The magic of Harry Potter was always meant to live on in generations of children who bonded over the books and films with their parents and grew to be baton-passing parents themselves. J.K. Rowling had always intended for the overarching messages of courage and integrity to live on through multiple generations of readers and viewers — but she never expected for it to revitalise theatre for young adults.
“We’ve had intergenerational Victorians proudly embracing the arts and in a way,” says Dimopoulos. “I think that’s sort of a quantum leap.”
As Potter crosses the finish line in Melbourne after a mammoth four-year run, Cassel isn’t only pleased with the fact it takes the record for the longest-running play in Australia, it’s the impact on the cast he’s most proud of.
Getting a job in theatre isn’t easy, and the accompanying lifestyle is even harder. “Harry Potter & The Cursed Child” offered the type of full-time employment which allowed some cast members to get a mortgage for example, or stay in one school catchment area for their children… and maintain employment throughout the uncertain global pandemic.
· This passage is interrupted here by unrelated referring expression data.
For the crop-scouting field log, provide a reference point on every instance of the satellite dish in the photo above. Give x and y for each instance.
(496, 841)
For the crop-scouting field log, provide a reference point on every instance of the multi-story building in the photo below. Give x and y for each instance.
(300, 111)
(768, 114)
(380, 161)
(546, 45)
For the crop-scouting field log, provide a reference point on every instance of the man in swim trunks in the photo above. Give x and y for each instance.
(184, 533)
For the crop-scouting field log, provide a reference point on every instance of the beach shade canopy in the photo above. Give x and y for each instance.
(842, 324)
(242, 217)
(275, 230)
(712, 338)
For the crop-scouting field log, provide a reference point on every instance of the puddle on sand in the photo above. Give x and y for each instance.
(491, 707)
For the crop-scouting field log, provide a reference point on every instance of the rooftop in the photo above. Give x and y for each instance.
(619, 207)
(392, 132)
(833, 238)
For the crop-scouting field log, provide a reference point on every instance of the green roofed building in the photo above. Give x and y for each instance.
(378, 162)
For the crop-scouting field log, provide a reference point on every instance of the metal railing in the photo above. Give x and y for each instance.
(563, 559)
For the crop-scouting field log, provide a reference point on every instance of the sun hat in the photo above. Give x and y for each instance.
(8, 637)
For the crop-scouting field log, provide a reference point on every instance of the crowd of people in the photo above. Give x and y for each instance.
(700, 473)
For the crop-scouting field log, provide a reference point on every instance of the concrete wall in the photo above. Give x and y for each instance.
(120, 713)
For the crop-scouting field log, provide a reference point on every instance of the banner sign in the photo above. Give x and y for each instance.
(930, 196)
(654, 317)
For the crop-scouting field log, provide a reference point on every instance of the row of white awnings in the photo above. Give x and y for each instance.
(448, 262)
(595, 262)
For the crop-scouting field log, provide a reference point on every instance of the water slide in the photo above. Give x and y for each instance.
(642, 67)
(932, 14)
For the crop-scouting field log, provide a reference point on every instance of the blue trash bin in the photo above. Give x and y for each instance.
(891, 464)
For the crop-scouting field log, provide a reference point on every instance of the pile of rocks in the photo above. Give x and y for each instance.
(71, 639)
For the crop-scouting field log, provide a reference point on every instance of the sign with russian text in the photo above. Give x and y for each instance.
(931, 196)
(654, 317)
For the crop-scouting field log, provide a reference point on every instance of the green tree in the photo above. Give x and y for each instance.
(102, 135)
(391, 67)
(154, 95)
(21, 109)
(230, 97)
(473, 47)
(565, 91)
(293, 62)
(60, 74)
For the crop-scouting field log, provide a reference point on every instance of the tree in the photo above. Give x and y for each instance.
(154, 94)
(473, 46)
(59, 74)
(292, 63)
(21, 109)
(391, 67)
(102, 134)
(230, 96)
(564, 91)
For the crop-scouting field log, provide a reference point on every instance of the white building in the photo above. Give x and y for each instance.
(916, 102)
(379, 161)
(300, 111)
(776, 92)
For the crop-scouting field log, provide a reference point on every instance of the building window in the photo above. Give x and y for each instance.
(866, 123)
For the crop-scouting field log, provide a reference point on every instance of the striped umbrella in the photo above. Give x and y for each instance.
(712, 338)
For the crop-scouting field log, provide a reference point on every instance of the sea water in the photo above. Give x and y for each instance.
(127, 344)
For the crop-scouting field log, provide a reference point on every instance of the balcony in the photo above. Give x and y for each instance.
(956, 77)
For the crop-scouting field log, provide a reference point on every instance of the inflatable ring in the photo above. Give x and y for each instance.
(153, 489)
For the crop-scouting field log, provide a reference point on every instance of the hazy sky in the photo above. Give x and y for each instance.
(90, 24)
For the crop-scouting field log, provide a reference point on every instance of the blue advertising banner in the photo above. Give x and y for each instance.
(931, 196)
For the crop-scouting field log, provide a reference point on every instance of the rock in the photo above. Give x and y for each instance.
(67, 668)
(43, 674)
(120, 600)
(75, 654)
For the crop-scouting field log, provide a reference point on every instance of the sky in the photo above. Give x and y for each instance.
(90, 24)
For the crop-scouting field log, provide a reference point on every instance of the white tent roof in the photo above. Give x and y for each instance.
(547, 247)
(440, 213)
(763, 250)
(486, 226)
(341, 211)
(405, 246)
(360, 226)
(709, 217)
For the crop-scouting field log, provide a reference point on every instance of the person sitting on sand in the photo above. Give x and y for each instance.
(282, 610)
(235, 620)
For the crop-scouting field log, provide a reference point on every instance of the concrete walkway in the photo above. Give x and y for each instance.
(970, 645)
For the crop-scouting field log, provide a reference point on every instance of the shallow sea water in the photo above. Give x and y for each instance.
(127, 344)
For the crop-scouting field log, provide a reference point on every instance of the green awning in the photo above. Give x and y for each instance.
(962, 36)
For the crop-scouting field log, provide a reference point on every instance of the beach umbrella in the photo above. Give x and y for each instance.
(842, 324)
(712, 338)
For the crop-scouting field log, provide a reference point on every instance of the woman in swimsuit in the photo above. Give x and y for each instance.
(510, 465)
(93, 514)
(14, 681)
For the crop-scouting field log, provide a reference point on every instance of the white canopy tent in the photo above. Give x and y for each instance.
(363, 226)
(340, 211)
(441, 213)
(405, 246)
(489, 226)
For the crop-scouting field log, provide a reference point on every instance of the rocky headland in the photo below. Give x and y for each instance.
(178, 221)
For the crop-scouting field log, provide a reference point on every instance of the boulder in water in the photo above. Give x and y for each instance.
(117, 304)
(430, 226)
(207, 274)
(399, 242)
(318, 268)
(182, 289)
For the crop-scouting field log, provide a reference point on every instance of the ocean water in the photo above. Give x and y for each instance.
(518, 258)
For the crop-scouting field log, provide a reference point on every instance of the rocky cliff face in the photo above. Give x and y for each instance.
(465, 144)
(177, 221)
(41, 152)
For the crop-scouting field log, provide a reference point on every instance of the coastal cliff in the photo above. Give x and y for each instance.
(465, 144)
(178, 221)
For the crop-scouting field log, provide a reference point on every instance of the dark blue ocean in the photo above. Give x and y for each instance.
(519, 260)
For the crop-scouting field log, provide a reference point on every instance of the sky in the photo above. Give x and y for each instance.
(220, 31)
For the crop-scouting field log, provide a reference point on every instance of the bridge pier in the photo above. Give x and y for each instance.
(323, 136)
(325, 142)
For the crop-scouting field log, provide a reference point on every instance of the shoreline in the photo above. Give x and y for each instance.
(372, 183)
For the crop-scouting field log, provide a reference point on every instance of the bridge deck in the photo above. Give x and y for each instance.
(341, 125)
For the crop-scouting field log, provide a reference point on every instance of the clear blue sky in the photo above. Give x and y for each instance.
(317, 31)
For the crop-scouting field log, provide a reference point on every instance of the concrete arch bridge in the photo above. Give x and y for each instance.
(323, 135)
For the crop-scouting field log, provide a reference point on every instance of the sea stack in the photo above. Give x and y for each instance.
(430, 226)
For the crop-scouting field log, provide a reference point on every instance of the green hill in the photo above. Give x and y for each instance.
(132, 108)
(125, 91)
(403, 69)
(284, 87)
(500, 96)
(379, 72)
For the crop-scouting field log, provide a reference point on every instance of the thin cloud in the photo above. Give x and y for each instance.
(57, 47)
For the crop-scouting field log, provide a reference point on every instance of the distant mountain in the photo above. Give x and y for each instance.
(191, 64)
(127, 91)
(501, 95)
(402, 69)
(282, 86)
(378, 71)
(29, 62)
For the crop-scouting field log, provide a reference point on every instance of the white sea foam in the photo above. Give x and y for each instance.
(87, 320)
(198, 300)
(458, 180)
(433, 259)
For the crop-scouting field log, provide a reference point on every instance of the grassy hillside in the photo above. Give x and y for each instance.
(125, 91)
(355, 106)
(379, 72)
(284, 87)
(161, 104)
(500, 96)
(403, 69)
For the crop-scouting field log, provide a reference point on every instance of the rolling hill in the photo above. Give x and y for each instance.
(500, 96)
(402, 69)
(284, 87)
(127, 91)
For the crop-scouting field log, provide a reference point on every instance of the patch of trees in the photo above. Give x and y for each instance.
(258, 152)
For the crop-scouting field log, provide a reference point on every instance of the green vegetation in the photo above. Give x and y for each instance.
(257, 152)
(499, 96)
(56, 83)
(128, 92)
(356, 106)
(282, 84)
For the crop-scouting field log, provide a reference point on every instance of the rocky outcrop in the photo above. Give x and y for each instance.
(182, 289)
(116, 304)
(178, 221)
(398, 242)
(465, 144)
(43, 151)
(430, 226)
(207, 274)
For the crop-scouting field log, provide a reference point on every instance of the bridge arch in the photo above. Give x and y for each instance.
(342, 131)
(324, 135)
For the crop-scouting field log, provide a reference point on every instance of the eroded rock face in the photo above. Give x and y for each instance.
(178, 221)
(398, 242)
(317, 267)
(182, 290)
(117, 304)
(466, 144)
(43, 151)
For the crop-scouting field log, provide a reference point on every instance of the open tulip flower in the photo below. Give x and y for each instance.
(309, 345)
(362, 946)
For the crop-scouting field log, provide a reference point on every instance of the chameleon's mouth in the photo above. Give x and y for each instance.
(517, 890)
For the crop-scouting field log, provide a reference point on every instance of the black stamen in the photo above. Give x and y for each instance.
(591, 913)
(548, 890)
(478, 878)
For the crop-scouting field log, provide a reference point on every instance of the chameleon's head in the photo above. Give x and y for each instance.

“It’s allowed them, despite the ups and downs, to have that consistent employment [and] all of the things you sort of take for granted,” says Cassel.
Cassel notes Melbourne’s proffering of “Harry Potter & The Cursed Child” could possibly have keep running long beyond four years; the final weeks of the season were completely sold out. But to have recouped the investment, to have rewritten the rules for local plays, and to have broken boundaries and records along the way, Cassel and co. have solidified a place in Australian theatre history.
“It was worth pushing for,” he says. “And then the result speaks for itself.
“The hardest thing for us was, there’s no science. You try and put as much data against it, but when do you close the show? We always felt the show had been on a great run; we want to leave on a high.
“The million-dollar question will always be, ‘Could we run another six months or a year?’ But it felt like now is the right time. We’re in a good place; let’s not be too greedy or too ambitious. End as we began, which is in a really great, celebratory way.”